Exhibit number one would be how Google, RTB and programmatic just kept on going as if GDPR had never happened.
It always struck me that we would need to change our definition of personal information -- to allow anonymised data to be used with impunity, although someone somewhere knows whom it came from -- or at least widen the remit of companies to share data with whoever might appear on an ad network, rather than require them to be specific about where data goes.

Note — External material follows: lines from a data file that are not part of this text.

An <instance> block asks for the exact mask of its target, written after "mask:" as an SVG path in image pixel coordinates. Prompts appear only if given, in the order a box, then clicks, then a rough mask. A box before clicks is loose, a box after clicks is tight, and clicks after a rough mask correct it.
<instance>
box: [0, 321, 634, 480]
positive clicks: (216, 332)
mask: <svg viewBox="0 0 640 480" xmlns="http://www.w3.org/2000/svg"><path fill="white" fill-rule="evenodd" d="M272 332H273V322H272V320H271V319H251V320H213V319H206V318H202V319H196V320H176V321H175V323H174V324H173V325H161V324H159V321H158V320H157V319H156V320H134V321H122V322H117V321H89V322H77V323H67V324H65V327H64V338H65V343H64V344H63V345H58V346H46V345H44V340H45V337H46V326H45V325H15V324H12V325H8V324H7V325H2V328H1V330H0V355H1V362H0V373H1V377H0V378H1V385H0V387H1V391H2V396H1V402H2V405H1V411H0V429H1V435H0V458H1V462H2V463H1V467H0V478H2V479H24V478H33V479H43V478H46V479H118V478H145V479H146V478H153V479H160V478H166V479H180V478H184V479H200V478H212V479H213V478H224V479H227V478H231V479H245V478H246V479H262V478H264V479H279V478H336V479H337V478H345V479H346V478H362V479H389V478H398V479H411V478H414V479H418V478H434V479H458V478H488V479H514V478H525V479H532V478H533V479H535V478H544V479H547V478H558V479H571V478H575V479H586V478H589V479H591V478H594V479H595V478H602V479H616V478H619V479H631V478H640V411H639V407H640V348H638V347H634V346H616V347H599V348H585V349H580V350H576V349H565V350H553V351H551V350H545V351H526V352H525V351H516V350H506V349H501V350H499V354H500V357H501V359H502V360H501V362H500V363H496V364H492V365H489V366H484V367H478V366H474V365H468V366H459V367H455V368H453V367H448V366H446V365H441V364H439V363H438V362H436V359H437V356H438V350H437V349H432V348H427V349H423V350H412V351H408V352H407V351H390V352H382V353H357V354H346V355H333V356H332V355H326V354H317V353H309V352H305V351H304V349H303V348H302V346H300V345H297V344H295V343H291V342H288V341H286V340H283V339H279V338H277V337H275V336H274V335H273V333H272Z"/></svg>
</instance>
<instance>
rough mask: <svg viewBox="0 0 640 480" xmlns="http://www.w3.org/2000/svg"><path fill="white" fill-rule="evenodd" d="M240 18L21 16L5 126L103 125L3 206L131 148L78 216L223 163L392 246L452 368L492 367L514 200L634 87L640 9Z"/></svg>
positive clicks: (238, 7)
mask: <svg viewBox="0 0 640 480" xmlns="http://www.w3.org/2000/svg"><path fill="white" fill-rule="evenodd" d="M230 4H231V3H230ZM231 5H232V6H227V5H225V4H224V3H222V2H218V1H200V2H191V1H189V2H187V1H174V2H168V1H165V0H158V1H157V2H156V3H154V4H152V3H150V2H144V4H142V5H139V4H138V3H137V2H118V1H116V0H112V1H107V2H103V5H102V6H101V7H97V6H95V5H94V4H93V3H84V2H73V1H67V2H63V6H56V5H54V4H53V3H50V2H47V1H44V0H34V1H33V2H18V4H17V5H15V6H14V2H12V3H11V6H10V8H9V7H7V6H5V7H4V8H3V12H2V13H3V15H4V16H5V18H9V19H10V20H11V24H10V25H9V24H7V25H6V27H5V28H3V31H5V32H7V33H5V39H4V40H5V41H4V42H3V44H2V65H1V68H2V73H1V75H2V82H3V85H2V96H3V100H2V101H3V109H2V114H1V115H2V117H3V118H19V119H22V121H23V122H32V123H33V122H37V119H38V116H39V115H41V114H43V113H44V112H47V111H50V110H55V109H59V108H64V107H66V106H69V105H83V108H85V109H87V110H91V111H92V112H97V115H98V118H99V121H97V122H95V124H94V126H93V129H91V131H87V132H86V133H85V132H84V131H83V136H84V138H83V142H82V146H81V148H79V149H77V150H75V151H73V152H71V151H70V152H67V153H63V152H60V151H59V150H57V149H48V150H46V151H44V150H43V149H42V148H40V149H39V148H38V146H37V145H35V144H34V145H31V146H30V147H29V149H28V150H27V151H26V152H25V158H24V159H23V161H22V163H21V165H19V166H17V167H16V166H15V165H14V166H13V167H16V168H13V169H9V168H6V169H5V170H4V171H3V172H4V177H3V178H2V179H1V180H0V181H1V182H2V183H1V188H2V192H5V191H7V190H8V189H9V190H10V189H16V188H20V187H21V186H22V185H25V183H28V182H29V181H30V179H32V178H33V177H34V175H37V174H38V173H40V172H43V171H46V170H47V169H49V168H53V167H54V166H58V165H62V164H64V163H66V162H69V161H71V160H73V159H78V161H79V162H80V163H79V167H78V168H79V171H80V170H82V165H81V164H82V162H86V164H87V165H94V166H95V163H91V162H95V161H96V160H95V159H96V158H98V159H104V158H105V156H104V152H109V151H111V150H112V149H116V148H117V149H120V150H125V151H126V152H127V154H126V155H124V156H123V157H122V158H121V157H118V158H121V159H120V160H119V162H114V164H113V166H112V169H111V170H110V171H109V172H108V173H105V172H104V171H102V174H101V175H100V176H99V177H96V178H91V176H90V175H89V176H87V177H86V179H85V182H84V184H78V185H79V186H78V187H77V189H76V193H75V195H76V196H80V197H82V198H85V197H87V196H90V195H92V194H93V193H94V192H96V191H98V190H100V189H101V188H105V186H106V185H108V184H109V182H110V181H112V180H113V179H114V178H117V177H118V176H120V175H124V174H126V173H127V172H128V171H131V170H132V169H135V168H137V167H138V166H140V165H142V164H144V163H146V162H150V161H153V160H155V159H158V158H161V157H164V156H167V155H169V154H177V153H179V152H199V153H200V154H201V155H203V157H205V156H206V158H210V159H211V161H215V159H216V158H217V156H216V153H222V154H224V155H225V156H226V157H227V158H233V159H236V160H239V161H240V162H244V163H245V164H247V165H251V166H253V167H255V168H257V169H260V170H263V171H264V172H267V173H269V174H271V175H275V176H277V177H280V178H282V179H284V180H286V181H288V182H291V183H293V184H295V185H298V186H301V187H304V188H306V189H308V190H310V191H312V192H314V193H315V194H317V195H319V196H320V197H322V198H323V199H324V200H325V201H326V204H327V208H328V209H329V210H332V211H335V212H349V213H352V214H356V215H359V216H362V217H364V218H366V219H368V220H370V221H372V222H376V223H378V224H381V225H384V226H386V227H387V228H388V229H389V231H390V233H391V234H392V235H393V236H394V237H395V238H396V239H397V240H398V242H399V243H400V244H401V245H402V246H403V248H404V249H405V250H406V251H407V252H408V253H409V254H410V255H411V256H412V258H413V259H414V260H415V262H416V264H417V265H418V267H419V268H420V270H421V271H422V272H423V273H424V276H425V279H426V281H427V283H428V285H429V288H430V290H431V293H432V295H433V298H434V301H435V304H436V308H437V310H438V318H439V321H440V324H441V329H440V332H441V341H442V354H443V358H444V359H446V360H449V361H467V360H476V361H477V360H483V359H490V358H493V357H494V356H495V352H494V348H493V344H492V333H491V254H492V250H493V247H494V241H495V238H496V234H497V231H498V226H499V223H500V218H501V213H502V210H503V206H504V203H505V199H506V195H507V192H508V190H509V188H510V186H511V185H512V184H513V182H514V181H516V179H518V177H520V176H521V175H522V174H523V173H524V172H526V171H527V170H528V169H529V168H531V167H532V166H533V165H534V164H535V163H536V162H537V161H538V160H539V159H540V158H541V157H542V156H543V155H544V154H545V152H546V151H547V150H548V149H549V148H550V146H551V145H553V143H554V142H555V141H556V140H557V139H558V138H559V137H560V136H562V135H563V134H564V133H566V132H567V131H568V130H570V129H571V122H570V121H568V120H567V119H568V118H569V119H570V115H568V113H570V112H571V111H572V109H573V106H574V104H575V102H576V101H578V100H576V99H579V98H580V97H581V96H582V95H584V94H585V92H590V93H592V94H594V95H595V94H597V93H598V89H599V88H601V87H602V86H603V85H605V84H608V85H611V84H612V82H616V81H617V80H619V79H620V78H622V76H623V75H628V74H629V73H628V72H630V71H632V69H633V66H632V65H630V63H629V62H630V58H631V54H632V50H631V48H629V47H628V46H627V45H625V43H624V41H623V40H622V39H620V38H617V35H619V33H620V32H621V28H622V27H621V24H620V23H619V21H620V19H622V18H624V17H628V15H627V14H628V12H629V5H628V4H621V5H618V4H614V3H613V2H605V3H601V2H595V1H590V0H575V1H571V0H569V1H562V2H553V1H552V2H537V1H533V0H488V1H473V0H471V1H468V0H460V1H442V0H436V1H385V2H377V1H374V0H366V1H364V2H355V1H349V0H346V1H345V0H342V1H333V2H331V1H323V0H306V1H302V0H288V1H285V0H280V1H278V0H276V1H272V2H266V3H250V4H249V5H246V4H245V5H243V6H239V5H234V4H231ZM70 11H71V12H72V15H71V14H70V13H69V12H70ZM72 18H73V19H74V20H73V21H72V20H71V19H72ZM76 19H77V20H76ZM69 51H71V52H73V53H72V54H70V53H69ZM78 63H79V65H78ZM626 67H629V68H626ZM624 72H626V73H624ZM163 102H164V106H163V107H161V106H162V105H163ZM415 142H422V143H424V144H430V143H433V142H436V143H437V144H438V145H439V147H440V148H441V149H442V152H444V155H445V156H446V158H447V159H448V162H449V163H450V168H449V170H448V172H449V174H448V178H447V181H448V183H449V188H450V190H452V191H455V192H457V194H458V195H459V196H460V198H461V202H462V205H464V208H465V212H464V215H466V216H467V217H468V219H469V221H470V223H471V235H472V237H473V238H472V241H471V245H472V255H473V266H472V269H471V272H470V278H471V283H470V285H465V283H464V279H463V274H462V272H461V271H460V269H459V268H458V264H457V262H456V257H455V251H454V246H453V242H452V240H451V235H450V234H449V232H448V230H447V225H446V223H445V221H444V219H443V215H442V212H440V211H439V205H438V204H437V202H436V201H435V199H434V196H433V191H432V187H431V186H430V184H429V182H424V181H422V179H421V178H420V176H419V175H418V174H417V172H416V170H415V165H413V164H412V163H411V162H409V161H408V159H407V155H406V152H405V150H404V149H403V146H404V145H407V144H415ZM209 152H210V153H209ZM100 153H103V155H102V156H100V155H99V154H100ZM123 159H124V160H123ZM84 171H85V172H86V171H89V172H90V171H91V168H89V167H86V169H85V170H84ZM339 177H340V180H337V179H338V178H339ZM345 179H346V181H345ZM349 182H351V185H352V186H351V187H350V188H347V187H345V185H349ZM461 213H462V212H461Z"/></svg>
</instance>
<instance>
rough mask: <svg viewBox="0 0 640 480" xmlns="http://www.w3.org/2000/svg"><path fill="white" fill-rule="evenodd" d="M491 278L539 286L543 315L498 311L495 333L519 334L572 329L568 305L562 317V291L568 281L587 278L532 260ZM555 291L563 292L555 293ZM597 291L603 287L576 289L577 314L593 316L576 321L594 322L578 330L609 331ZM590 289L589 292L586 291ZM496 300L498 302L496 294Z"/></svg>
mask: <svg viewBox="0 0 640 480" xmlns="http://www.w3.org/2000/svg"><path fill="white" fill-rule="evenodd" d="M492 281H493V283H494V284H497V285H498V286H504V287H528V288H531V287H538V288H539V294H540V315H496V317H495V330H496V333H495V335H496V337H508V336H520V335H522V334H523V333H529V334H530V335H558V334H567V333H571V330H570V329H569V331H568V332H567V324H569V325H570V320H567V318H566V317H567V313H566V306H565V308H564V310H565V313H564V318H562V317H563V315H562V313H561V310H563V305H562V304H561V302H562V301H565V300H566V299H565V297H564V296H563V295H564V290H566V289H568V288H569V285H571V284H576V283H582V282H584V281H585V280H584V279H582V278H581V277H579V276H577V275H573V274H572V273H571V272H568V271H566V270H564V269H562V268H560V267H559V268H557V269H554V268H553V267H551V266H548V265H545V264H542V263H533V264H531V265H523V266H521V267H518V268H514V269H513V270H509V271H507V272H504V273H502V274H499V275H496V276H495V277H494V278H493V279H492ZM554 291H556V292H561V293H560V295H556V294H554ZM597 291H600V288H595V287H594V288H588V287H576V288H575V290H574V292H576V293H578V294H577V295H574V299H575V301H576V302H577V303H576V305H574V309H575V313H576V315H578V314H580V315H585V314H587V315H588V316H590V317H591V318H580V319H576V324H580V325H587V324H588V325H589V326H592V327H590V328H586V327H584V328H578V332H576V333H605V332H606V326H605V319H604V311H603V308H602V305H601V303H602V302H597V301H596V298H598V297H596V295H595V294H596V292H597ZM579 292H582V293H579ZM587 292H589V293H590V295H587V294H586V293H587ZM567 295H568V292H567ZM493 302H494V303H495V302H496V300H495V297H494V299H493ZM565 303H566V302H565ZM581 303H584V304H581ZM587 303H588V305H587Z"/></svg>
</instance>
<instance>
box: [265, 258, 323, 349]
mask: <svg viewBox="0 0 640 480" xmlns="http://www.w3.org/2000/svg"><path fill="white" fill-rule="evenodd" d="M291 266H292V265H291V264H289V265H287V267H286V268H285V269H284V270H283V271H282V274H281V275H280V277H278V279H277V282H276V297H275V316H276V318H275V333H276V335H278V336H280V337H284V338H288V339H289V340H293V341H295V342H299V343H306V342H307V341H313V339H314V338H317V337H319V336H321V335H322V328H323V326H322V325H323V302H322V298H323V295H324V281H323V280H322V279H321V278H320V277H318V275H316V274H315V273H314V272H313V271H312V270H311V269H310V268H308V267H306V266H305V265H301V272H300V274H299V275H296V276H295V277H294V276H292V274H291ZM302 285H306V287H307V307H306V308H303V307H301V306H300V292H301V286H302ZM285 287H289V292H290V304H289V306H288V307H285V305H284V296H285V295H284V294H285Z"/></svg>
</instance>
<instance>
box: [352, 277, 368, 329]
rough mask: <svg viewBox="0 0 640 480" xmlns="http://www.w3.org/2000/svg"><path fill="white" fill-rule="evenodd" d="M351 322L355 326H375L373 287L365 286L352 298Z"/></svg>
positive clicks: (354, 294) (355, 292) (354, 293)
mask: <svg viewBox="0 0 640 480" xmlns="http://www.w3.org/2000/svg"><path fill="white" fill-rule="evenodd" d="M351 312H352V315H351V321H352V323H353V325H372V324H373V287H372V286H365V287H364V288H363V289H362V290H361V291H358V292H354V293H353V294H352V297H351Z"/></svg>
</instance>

The devil is always in the details, and that's why the ICO has asked the programmatic industry to show that it is compliant by the end of the year -- more than a year and a half after GDPR became law.
The latest area that has my digital marketing "spidey senses" tingling is second-party data. It's a term I think we've all come across a lot since the introduction of GDPR. Netimperative is reporting today on research that says second-party data investment has trebled year-on-year.
The notion of second-party data is that to get away from the term "third-party data," one need only share data with one other company and then it becomes second-party data.
I'm not sure about you, but I just don't get the distinction. I get that third-party data is usually from multiple sources and so can get reach and volume with the acceptance of a risk to quality. It's also easy to see how this risk to quality can be dealt with by going to just one source.
But there's no such thing as a second party, is there? It's a term made up by our industry to get away from using the term third party -- and yet, still, if you use someone else's data, that is a third-party source, surely?
Not only is the term a little off -- I'm wondering about how well set up the data collectors and controllers are under GDPR.
Don't get me wrong -- data can be passed on to third parties completely legally with the explicit consent of each person involved and with a clear explanation of whom it will be shared with and for what purpose.
I'm not a legal eagle, but I would imagine some brands engaged in this might need to look at their consent wording and their privacy policies to make sure they're water tight.
However, my main two questions are simple.
Can sharing data with someone else ever be second party? It's still third-party, surely, only more selective?
Secondly, and this is thinking out loud -- it's not an accusation -- are people involved in second-party data ticking every box (literally) and getting the full, informed, granular consent of each member of the public for their personal information to be sold or shared with whoever shows an interest in it?
The wording would definitely have to be pretty loose, as it would be hard to tie down when a collector doesn't know who might later pay for that data and for what purpose.
If these companies are collecting data about religion, health, politics and trade union activity, they would, of course, need specific consent for each of these categories because of them being singled out as special categories of data.
Consent aside, if nothing else, surely the term needs a rethink.
Second-party data? It's just not a thing, really, is it?